Estudié luego y por períodos cortos en la Universidad Hebrea de Jerusalén y en la Universidad Politécnica de Madrid. Obtuve una licenciatura en ciencias, con mención en matemáticas y filosofía, de la Universidad de Londres, donde fui alumno de Bedford College (corporación universitaria que, en 1849, fue la primera en el mundo que admitió mujeres y solo mujeres hasta 1965, y que dejó de existir veinte años después a raíz de las políticas educacionales de la baronesa Thatcher, la primera mujer que ejerció de Primer Ministro del Reino Unido) en 1981. Ese año gané la Junior Common Room Scholarship de Balliol College, Oxford, beca para estudios de posgrado por la que competían estudiantes de todo el mundo, desplazados de sus países por causas políticas, como era mi caso, y que me permitió graduarme en 1985 como doctor con una tesis titulada “A philosophy of humour”.

El año anterior, gracias a una generosa referencia que dio mi primer supervisor en Oxford, sir P. F. Strawson, había comenzado un trabajo, por decir algo, “profesional”, desempeñándome como consultor en educación de la Organización del Bachillerato Internacional de Ginebra.
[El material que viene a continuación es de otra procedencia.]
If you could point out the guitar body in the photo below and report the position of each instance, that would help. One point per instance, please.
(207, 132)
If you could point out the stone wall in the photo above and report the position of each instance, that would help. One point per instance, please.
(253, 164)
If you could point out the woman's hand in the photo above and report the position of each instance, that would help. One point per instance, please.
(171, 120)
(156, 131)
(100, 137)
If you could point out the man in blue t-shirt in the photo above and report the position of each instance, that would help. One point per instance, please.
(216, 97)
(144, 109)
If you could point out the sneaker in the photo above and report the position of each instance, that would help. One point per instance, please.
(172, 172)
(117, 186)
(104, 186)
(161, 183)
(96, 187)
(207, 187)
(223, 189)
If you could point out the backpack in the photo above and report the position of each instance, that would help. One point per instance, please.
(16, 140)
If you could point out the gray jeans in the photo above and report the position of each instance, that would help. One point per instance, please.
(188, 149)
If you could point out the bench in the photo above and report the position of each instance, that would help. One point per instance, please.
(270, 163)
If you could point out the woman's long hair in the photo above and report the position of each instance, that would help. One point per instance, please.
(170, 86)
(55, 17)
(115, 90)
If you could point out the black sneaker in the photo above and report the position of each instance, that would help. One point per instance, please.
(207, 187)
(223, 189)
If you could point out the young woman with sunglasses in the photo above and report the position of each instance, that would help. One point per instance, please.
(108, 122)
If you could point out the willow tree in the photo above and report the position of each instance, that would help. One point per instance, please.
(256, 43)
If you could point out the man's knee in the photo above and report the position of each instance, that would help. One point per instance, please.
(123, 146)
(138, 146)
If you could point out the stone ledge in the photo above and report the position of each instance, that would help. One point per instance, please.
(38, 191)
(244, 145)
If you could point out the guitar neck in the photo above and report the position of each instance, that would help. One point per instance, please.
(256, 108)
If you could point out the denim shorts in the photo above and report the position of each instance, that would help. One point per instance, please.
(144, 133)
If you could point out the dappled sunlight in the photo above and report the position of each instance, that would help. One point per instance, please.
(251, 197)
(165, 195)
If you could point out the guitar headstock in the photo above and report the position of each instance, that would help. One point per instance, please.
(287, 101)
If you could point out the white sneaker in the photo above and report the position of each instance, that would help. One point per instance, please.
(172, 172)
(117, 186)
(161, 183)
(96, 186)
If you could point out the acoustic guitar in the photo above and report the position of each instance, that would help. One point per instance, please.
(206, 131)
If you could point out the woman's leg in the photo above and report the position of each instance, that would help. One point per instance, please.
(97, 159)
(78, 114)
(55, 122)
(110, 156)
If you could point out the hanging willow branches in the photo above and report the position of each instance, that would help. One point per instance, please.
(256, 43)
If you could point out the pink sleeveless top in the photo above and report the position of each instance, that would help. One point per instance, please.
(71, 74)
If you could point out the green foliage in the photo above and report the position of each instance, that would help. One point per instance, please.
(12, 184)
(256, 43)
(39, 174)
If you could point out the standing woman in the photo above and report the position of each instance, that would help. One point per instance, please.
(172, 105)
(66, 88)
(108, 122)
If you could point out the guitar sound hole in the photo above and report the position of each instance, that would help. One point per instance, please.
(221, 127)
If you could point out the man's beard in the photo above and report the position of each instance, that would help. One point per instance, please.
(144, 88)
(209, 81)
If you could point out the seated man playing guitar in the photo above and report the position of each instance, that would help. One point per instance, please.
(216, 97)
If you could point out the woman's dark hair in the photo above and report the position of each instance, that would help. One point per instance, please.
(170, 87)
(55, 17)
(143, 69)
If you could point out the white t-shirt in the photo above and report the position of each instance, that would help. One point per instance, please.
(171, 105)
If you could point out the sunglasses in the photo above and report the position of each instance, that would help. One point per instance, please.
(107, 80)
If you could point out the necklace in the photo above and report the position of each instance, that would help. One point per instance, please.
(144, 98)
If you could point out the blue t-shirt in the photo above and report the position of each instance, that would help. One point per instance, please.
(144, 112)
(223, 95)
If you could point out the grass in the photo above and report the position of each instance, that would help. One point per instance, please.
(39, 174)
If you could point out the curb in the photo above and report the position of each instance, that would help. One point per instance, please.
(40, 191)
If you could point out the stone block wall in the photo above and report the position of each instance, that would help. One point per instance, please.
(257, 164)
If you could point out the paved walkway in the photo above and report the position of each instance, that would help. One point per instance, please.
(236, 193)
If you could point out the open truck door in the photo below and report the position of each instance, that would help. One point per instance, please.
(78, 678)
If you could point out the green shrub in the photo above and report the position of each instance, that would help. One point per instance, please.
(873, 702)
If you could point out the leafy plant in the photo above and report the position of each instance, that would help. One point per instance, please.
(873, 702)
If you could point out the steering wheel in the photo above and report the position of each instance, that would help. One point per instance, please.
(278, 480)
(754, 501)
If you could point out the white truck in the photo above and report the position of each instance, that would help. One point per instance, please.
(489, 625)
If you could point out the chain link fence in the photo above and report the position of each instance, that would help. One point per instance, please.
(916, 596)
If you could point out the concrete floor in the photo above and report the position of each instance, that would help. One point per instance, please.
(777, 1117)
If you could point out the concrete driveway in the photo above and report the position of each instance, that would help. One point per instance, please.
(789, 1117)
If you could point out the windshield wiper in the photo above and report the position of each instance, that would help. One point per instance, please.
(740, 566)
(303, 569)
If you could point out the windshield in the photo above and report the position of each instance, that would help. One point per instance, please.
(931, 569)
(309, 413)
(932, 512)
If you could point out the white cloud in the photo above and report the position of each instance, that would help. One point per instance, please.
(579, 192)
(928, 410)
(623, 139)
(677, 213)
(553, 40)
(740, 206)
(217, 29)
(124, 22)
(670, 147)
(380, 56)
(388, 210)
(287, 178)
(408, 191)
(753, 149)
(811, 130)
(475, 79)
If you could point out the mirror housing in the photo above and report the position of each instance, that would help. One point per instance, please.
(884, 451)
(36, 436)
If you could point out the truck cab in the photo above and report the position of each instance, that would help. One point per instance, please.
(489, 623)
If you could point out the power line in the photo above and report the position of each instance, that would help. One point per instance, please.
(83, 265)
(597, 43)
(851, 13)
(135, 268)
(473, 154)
Así partió mi carrera como proveedor de servicios filosóficos (o, según he dicho por años a mis alumnos, de travesti filosófico), en la fórmula del ensayista mexicano Carlos Monsiváis para la carrera política, mi “humillación ascendente”. Fui contratado en el peldaño inicial, como examinador asistente de filosofía en solo una lengua, el castellano, de alumnos secundarios que, en todo el mundo, postulaban al Diploma que dicha organización ofrece. En 1990 fui designado examinador jefe en dicha disciplina, que se rendía además en inglés y francés. Tiempo después, los examinadores jefe del grupo de asignaturas al que pertenecía filosofía (que, a la sazón se denominaba “El Estudio del Hombre en Sociedad” y que hoy por razones de las que tampoco “quiero acordarme” se denomina “Individuos y sociedades”), me eligieron coordinador. Por último, el claustro de examinadores jefe en las distintas disciplinas me eligió vicepresidente de la junta examinadora y, como tal, integré ex officio el Consejo de la Fundación de dicha organización.